On the other hand, from Lemma (3), and (18), \(\sigma \) is continuously differentiable and its derivative \(\sigma '\) is bounded on \(C\). Thus, using Theorem 2.4 of Gyori and Hartung (2007) paper, we deduce that the trivial equilibrium of equation
$$\begin{aligned} \dot{y}(t)=-\mu y(t)+\alpha \beta \left( \frac{\pi }{d}+\epsilon \right) e^{-\int _{0}^{\sigma (0)}\delta (s)ds}y(t-\sigma (y_{t})) \end{aligned}$$
is GAS. Let \((x(t),y(t))\) be a solution of Eq. (7) with positive initial condition. It follows, by comparison, that \(y(t)\) converges to \(0\) as \(t\) tends to \(\infty \). Furthermore, integrating the first equation in (7) and taking the limit, we obtain \(\lim _{t\rightarrow \infty }x(t)=\frac{\pi }{d}\). The proof of Theorem 7 is complete. \(\square \)
Appendix E: Proof of Theorem 8
Proof
The characteristic equation (13), when \(y^{e}=0\) and \(x^{e}=\overline{x}\), is given by
$$\begin{aligned} \Delta (\lambda )=\lambda +\mu -\beta \overline{x}e^{-\int _{0}^{\sigma (0)}\delta (s)ds}e^{-\lambda \sigma (0)}=0. \end{aligned}$$
(23)
Thus,
$$\begin{aligned} \Delta (0)&= -\beta \overline{x}e^{-\int _{0}^{\sigma (0)}\delta (s)ds}+\alpha =\mu \left( 1-\frac{\beta \overline{x}}{\mu }e^{-\int _{0}^{\sigma (0)}\delta (s)ds}\right) ,\\&= \mu \left( 1-R_{0}\right) \end{aligned}$$
and \(\lim _{\lambda \rightarrow \infty }\Delta (\lambda )=+\infty \). When \(R_{0}>1\) holds, then \(\Delta (0)<0\), so there exists \(\lambda _{0}>0\) such that \(\Delta (\lambda _{0})=0\). This proves the instability of the trivial steady state.
Conversely, assume that \(R_{0}<1\). Let \(\lambda =a+ib\) a root of \(\Delta (\lambda )\) with \(a\ge 0\). Then \(\mid e^{-\lambda \sigma (0)}\mid \le 1\). Therefore, from (23),
$$\begin{aligned} \begin{array}{rcl} \mid \lambda +\mu \mid &{}=&{} \beta \overline{x}e^{-\int _{0}^{\sigma (0)}\delta (s)ds}\mid e^{-\lambda \sigma (0)}\mid \\ &{}\le &{} \beta \overline{x}e^{-\int _{0}^{\sigma (0)}\delta (s)ds}\\ &{}=&{} R_{0}\mu <\mu . \end{array} \end{aligned}$$
However, since \(a\ge 0, \mid \lambda +\mu \mid \ge \mu \) hold true.

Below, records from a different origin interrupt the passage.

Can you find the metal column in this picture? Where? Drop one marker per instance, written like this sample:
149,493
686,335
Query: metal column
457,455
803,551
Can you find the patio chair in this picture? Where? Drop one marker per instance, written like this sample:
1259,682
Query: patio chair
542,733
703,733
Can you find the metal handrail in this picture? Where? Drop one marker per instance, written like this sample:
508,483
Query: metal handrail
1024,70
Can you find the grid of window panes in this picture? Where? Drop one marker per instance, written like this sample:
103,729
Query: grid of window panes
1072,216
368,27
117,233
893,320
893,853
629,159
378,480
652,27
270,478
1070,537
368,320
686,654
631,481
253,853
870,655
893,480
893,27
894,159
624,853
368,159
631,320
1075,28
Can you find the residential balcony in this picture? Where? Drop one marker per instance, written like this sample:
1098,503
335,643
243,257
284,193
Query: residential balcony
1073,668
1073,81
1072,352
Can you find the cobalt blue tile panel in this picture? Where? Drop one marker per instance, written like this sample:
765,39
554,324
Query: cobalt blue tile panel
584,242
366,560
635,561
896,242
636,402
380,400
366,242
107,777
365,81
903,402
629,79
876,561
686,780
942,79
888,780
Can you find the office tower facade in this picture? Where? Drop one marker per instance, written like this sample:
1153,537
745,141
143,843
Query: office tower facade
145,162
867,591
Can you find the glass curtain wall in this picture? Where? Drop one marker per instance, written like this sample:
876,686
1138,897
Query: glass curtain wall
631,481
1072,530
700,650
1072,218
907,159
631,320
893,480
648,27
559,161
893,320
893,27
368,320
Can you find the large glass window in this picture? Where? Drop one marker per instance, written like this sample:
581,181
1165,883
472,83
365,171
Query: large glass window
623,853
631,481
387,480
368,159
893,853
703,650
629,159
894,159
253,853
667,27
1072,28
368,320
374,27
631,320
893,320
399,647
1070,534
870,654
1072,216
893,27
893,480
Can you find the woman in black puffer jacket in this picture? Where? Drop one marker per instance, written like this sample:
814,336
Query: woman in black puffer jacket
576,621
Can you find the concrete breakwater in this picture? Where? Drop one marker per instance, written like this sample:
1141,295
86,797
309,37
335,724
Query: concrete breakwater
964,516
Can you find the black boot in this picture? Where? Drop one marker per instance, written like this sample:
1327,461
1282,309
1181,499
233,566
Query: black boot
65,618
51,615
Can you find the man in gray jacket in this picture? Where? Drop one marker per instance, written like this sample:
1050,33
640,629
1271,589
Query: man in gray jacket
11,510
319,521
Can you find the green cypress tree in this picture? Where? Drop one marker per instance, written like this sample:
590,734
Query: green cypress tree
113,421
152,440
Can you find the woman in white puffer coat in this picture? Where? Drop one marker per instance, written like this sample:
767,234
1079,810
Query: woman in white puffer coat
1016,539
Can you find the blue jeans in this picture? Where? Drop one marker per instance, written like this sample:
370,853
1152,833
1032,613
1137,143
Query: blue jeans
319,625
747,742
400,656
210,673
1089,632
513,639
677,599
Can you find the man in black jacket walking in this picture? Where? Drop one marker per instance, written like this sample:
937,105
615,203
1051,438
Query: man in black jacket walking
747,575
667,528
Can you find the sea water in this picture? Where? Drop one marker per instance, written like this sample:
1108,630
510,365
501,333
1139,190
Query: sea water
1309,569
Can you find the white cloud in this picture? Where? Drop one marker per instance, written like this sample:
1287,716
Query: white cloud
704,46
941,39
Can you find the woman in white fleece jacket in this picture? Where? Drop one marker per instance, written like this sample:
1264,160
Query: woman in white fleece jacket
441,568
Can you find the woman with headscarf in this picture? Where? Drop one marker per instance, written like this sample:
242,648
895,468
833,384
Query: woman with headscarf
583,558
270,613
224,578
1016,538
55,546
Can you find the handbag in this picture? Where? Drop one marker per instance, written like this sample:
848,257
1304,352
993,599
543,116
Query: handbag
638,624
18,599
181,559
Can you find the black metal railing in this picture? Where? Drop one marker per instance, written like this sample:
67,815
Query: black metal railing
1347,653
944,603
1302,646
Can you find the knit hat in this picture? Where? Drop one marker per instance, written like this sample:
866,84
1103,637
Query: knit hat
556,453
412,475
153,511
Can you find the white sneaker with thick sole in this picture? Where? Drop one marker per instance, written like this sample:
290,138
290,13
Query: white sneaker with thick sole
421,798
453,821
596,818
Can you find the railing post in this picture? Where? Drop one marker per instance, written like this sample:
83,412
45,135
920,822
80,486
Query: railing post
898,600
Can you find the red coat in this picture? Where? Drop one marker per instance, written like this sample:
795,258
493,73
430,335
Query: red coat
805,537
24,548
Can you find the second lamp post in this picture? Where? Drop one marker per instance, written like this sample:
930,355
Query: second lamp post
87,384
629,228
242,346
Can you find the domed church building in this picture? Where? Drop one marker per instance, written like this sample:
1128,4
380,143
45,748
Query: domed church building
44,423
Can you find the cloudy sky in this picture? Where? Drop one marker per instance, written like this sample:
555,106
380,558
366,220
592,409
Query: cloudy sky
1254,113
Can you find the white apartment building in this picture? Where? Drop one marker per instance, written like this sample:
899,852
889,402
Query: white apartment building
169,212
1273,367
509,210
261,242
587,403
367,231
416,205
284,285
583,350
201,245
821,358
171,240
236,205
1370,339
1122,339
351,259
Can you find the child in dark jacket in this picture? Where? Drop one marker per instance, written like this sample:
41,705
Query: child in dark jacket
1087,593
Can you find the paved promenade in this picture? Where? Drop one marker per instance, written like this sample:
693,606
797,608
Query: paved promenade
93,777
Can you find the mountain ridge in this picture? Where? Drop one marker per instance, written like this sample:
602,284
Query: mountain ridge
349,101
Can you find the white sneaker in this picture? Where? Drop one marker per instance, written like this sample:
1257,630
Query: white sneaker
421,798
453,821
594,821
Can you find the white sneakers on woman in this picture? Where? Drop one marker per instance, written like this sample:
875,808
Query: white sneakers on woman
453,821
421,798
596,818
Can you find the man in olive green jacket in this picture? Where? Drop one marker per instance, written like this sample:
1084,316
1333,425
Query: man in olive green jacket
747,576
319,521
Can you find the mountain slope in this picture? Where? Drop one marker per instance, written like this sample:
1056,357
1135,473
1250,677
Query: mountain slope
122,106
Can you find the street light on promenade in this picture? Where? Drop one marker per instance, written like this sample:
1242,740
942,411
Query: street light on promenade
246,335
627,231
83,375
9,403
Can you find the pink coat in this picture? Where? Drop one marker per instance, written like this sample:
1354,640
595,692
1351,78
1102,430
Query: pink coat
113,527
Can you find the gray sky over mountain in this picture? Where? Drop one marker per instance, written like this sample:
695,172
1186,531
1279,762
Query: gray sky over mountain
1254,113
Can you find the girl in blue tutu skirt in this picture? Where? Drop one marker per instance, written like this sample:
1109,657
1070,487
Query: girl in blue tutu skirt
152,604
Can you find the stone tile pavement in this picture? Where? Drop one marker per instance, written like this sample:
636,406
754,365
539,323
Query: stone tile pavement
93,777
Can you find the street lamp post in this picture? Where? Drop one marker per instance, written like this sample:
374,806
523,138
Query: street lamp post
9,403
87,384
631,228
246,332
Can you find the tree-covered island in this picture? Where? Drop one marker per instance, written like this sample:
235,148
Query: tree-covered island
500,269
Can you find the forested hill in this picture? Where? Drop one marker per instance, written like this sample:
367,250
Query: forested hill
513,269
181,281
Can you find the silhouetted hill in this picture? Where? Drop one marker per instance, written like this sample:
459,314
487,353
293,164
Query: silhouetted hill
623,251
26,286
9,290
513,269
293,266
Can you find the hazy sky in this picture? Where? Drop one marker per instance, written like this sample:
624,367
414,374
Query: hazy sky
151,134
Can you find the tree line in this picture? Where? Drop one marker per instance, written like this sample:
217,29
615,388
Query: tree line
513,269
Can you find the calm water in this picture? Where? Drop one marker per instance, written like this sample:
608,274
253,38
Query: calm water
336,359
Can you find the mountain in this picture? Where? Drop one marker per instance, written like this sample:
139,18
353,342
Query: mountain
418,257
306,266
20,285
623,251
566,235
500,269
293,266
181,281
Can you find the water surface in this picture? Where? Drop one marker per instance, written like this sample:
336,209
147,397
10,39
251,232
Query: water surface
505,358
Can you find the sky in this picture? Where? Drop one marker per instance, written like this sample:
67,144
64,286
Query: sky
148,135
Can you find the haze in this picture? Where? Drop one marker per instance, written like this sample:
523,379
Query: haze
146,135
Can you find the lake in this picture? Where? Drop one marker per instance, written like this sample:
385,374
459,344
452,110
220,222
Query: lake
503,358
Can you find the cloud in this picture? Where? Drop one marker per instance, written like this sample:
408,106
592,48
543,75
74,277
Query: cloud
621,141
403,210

This is a contradiction and, therefore, every root of the equation \(\Delta (\lambda )=0\) has negative real part and the DFE \(\mathcal {E}_{f}\) is locally asymptotically stable. \(\square \)
Appendix E: Proof of Theorem 9
Proof
The stability and uniqueness of the DFE follows from Theorems 7 and 8. We investigate local asymptotic stability of \(\mathcal {E}^{*}(\nu )\) in a neighborhood of \(\nu _{0}\). We have
$$\begin{aligned} \Delta (0,\nu )=\mu -\beta x^{*}(\nu )e^{-\int _{0}^{\nu \tilde{\sigma }(y^{*}(\nu ))}\delta (s)ds}+Q(\nu ), \end{aligned}$$
where
$$\begin{aligned} \begin{array}{rcl} Q(\nu ) &{}=&{} \beta e^{-\int _{0}^{\nu \tilde{\sigma }(y(\nu ))}\delta (s)ds}\frac{\beta x^{*}(\nu )y^{*}(\nu )}{d+\beta y^{*}(\nu )}\\ &{}&{}+\,\nu \beta y^{*}(\nu )x^{*}(\nu )e^{-\int _{0}^{\nu \tilde{\sigma }(y^{*}(\nu ))}\delta (s)ds}\delta (\nu \tilde{\sigma }(y^{*}(\nu )))\tilde{\sigma }'(y^{*}(\nu ))\\ &{}=&{} \beta e^{-\int _{0}^{\nu \tilde{\sigma }(y^{*}(\nu ))}\delta (s)ds}x^{*}(\nu )y^{*}(\nu )\left( \frac{\beta }{d+\beta y^{*}(\nu )}+\nu \delta (\nu \tilde{\sigma }(y^{*}(\nu )))\tilde{\sigma }'(y^{*}(\nu ))\right) . \end{array} \end{aligned}$$
However, \(\frac{\beta }{d+\beta y^{*}(\nu )}+\nu \delta (\nu \tilde{\sigma }(y^{*}(\nu )))\tilde{\sigma }'(y^{*}(\nu ))>0\). Therefore, \(Q(\nu )>0\). On the other hand, from (15),
$$\begin{aligned} \mu -\beta x^{*}(\nu )e^{-\int _{0}^{\nu \tilde{\sigma }(y^{*}(\nu ))}\delta (s)ds}=\mu -\frac{\beta e^{-\int _{0}^{\nu \tilde{\sigma }(y^{*}(\nu ))}\delta (s)ds}}{d+\beta y^{*}(\nu )}=0. \end{aligned}$$
Thus, \(\Delta (0,\nu )>0,\) which prove that \(\lambda =0\) is not a root of \(\Delta (\lambda ,\nu )=0\) for \(\nu \) close to \(\overline{\nu .}\)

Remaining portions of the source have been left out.